Assume that the Earth is a spherical ball of radius x km with a smooth surface so that one can travel along any direction. If you have travelled from point P on the Earth’s surface along the East direction a distance of πx km, which direction do you have to travel to return to P so that the distance required to travel is minimum ?
The question states you travel “along the East direction a distance of πx km”. Travelling purely East means moving along a circle of latitude. A circle of latitude is a great circle only if it is the Equator (latitude 0).
If P is on the Equator, travelling East a distance πx along the Equator will take you to the point antipodal (exactly opposite) to P. Let this point be Q.
From Q (the antipodal point), the shortest distance back to P is along a great circle, and this distance is πx km. You can travel along the Equator back to P, either East or West. Both directions along the Equator lead to P in a distance of πx.
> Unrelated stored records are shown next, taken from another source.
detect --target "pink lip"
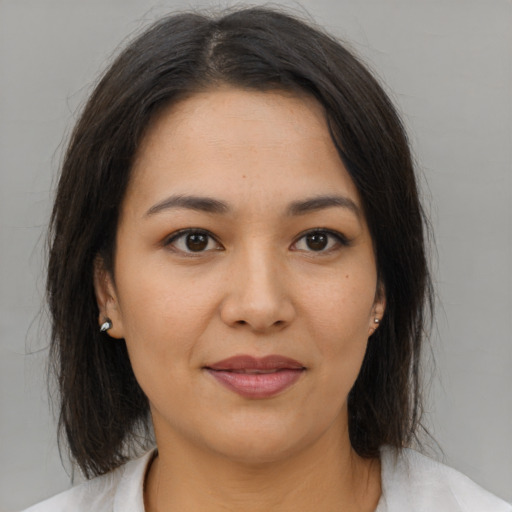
[205,355,306,398]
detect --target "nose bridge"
[222,238,293,331]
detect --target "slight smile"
[204,355,306,399]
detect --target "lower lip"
[207,369,304,398]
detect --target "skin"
[95,87,385,512]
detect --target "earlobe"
[94,256,124,339]
[368,284,386,336]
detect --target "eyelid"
[292,228,352,254]
[162,228,224,257]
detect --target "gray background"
[0,0,512,511]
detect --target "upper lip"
[205,355,305,371]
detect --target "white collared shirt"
[24,447,512,512]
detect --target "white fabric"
[25,448,512,512]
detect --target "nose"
[220,248,295,333]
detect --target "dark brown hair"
[47,8,432,477]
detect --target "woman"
[23,5,512,512]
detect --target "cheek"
[113,261,219,371]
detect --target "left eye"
[294,230,348,252]
[165,230,220,253]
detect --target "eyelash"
[163,228,350,257]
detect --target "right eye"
[165,229,222,254]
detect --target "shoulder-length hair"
[47,8,432,477]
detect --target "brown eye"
[306,233,329,251]
[292,229,350,253]
[164,229,222,254]
[185,233,209,252]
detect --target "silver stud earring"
[100,318,112,332]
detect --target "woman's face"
[96,87,384,462]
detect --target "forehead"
[127,87,359,214]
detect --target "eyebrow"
[286,195,361,217]
[146,195,230,216]
[146,195,361,217]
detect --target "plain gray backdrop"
[0,0,512,511]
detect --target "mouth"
[203,355,306,399]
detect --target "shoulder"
[23,451,153,512]
[377,447,512,512]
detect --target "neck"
[145,422,381,512]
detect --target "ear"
[94,256,124,339]
[368,282,386,336]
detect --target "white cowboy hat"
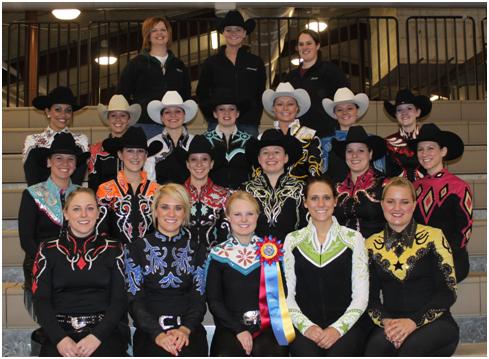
[147,91,198,125]
[322,87,368,119]
[261,82,311,117]
[97,95,141,127]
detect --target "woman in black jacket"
[284,30,350,137]
[117,17,190,138]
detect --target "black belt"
[56,313,105,333]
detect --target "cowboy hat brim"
[97,103,141,128]
[262,89,311,117]
[322,93,369,120]
[147,100,199,125]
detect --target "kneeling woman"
[365,177,459,357]
[126,183,207,356]
[206,191,294,356]
[284,178,369,356]
[32,188,129,357]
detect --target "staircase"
[2,101,487,356]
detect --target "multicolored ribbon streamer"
[257,236,295,345]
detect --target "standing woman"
[365,177,459,357]
[88,95,141,192]
[206,191,294,356]
[321,87,385,182]
[22,86,88,186]
[410,123,473,283]
[97,127,161,243]
[284,177,369,356]
[32,188,130,357]
[204,89,251,190]
[384,90,432,182]
[117,17,191,138]
[180,135,229,251]
[144,91,198,184]
[242,129,306,241]
[285,29,350,137]
[333,126,385,238]
[262,82,323,180]
[125,183,207,357]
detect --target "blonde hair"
[226,191,260,216]
[382,177,416,202]
[151,183,192,228]
[63,187,98,211]
[141,16,172,51]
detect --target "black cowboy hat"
[217,10,256,34]
[384,89,432,119]
[102,126,163,157]
[408,123,464,161]
[32,86,84,111]
[332,126,387,161]
[39,132,90,167]
[245,128,302,166]
[176,135,226,169]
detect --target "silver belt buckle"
[71,317,87,330]
[243,310,260,325]
[158,315,181,330]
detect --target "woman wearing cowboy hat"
[242,129,306,241]
[262,82,323,180]
[177,135,229,251]
[117,16,191,138]
[22,86,88,186]
[204,89,251,189]
[144,91,198,184]
[333,126,385,238]
[88,95,141,192]
[409,123,473,282]
[196,10,267,137]
[285,29,350,137]
[18,132,90,348]
[97,126,161,243]
[321,87,385,182]
[384,90,431,181]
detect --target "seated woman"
[32,188,130,357]
[384,90,432,182]
[365,177,459,357]
[333,126,385,238]
[410,123,473,283]
[179,135,229,251]
[22,86,88,186]
[97,127,161,243]
[88,95,141,192]
[206,191,294,357]
[284,177,369,356]
[321,87,385,183]
[19,132,89,318]
[144,91,198,184]
[242,129,307,241]
[204,89,251,190]
[125,183,207,357]
[262,82,323,180]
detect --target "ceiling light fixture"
[306,21,328,32]
[51,9,81,20]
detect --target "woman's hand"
[317,327,341,349]
[384,318,416,348]
[56,337,79,357]
[236,330,253,355]
[155,333,178,356]
[304,325,323,344]
[167,325,190,351]
[76,334,102,357]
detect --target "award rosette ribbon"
[256,236,295,346]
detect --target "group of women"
[19,12,472,356]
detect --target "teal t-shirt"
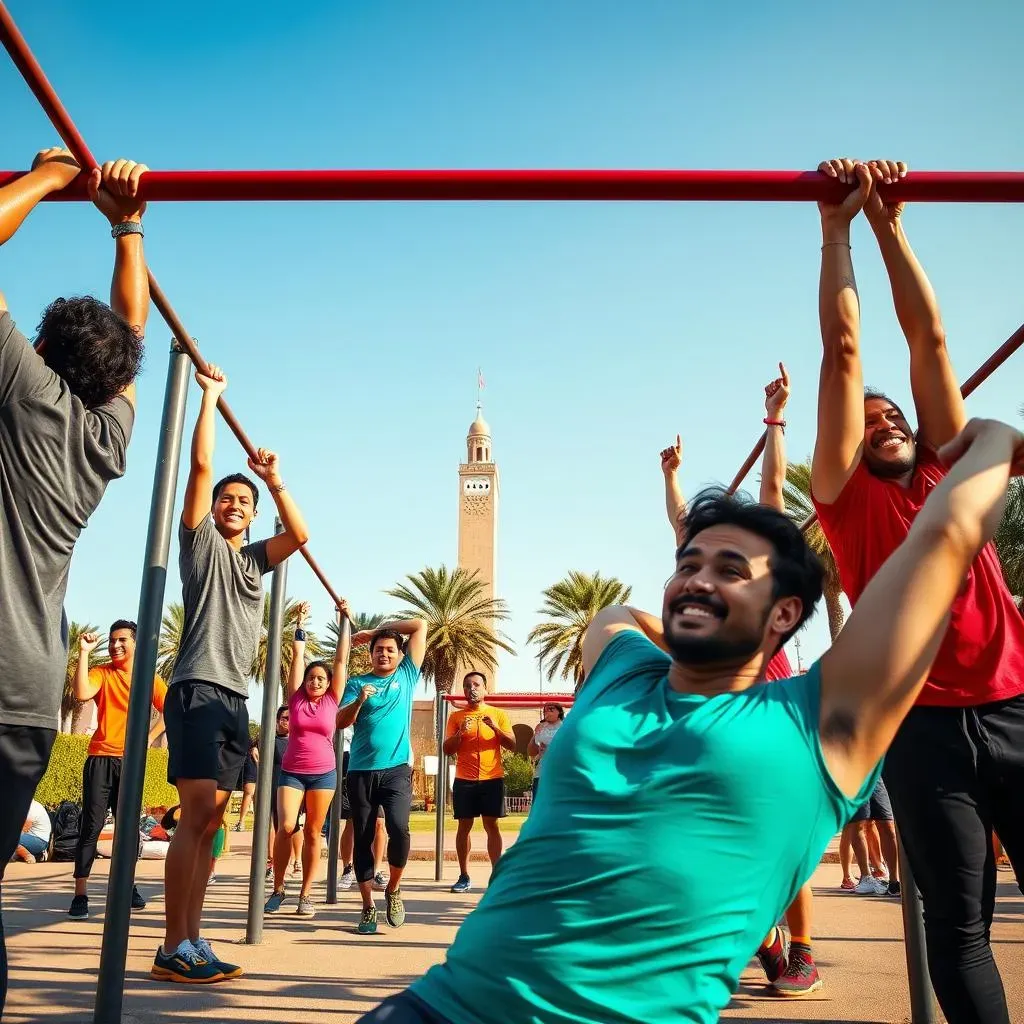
[341,654,420,771]
[412,631,880,1024]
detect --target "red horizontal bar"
[6,170,1024,203]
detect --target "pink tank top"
[281,686,338,775]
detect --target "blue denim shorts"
[278,768,338,793]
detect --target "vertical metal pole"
[92,342,191,1024]
[434,690,447,882]
[327,615,352,903]
[246,519,288,943]
[897,837,938,1024]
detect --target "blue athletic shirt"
[341,654,420,771]
[412,630,881,1024]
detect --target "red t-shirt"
[765,647,796,683]
[814,444,1024,708]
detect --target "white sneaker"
[853,874,889,896]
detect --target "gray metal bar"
[327,615,352,903]
[246,519,288,943]
[434,690,447,882]
[92,342,191,1024]
[897,837,938,1024]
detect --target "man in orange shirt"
[444,672,515,893]
[68,618,167,920]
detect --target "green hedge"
[502,751,534,797]
[36,732,178,810]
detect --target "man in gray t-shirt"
[151,367,307,983]
[0,148,150,1015]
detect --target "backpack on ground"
[53,800,82,860]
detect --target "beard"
[663,597,771,666]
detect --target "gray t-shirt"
[171,516,270,697]
[0,312,135,729]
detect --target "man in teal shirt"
[338,618,427,935]
[354,421,1024,1024]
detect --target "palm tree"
[782,459,846,640]
[157,603,185,681]
[60,623,111,732]
[321,611,387,679]
[249,594,324,697]
[526,569,633,689]
[385,565,515,693]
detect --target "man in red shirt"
[811,160,1024,1024]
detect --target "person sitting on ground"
[0,148,150,1016]
[443,671,515,893]
[361,413,1024,1024]
[150,367,309,984]
[811,160,1024,1024]
[338,618,427,935]
[12,800,53,864]
[68,618,167,921]
[263,600,349,918]
[526,703,565,810]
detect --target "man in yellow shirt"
[68,618,167,921]
[444,672,515,893]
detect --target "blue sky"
[0,0,1024,712]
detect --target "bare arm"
[820,420,1024,796]
[864,160,967,447]
[758,362,790,513]
[72,633,99,700]
[811,161,872,504]
[662,434,686,547]
[0,146,81,246]
[181,366,227,529]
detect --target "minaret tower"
[455,401,498,692]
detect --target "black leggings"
[345,765,413,882]
[75,756,121,879]
[885,697,1024,1024]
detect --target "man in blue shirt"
[338,618,427,935]
[354,420,1024,1024]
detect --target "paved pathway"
[3,837,1024,1024]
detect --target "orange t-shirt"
[444,703,512,782]
[89,665,167,758]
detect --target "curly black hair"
[36,295,142,409]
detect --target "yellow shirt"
[444,703,512,782]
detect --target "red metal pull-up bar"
[0,2,341,604]
[6,164,1024,203]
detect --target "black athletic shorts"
[452,778,505,819]
[164,679,249,793]
[850,778,893,821]
[0,724,57,880]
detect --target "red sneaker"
[772,942,823,997]
[758,928,786,982]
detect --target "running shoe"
[193,937,242,981]
[758,927,786,982]
[853,874,889,896]
[384,889,406,928]
[150,939,224,985]
[772,942,823,997]
[263,889,286,913]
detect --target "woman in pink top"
[263,601,349,918]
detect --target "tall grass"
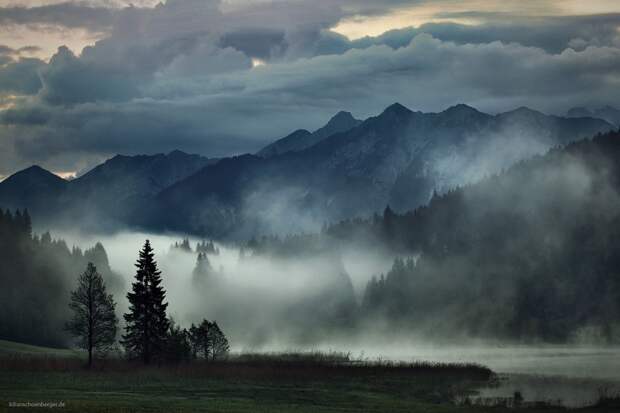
[0,352,493,380]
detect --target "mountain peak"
[444,103,481,114]
[504,106,546,116]
[326,110,356,126]
[3,165,65,184]
[382,102,413,116]
[167,149,188,157]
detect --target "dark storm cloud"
[0,0,620,175]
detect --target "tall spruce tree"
[122,240,170,364]
[66,262,118,367]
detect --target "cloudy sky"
[0,0,620,178]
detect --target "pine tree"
[66,262,118,367]
[122,240,170,364]
[192,252,213,285]
[209,321,230,360]
[189,320,213,360]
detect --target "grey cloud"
[0,34,620,173]
[0,2,118,31]
[0,54,45,95]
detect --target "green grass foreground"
[0,345,617,413]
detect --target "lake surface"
[392,346,620,407]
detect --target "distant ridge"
[566,105,620,127]
[0,103,615,235]
[257,111,362,158]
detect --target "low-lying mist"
[55,231,394,351]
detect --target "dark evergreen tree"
[192,252,213,285]
[122,240,170,364]
[66,263,118,367]
[165,319,192,363]
[208,321,230,361]
[189,320,213,360]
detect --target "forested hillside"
[0,209,124,346]
[249,132,620,342]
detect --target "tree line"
[0,208,125,347]
[66,240,230,366]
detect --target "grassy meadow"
[0,342,618,413]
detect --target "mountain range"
[0,103,615,238]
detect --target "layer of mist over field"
[57,232,394,350]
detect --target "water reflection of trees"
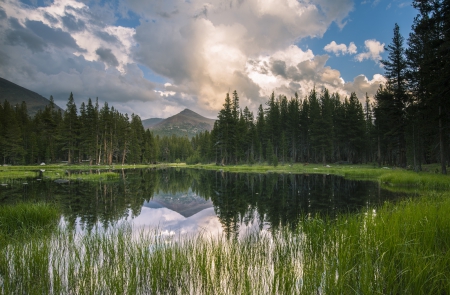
[193,172,391,236]
[0,168,398,237]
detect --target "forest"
[0,1,450,174]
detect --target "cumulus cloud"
[355,39,384,63]
[0,0,386,118]
[95,47,119,67]
[343,74,386,100]
[134,0,353,110]
[323,41,357,56]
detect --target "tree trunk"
[378,135,381,167]
[439,106,447,174]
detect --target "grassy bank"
[0,164,185,183]
[0,203,60,249]
[0,193,450,294]
[0,163,450,191]
[186,163,450,190]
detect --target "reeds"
[0,193,450,294]
[0,202,60,248]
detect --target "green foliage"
[0,194,450,294]
[0,203,60,249]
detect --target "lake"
[0,168,399,236]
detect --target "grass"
[0,203,60,249]
[0,192,450,294]
[0,163,186,183]
[187,163,450,191]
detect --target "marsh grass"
[0,193,450,294]
[0,202,61,251]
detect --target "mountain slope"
[0,78,63,116]
[142,118,164,129]
[144,109,216,138]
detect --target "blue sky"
[0,0,416,119]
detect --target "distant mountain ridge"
[142,118,164,129]
[142,109,216,138]
[0,78,61,116]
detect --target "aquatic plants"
[0,193,450,294]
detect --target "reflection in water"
[0,169,396,236]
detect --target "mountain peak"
[145,108,216,138]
Other great circle paths from Q to P also exist, for instance, travelling North along a meridian to the North Pole (distance πx/2) and then South along a meridian from the North Pole to P (distance πx/2), totaling πx. Similarly, going via the South Pole takes πx. The initial directions from Q along these meridian paths are North and South respectively.
However, option C specifically limits the directions to “East or West but not any other direction”. This makes sense only in the simplified scenario where P is on the Equator, Q is antipodal, and the considered return paths are limited to East or West along the Equator. In this specific (likely intended) case, starting East or West from Q along the equator constitutes a minimum distance path back to P.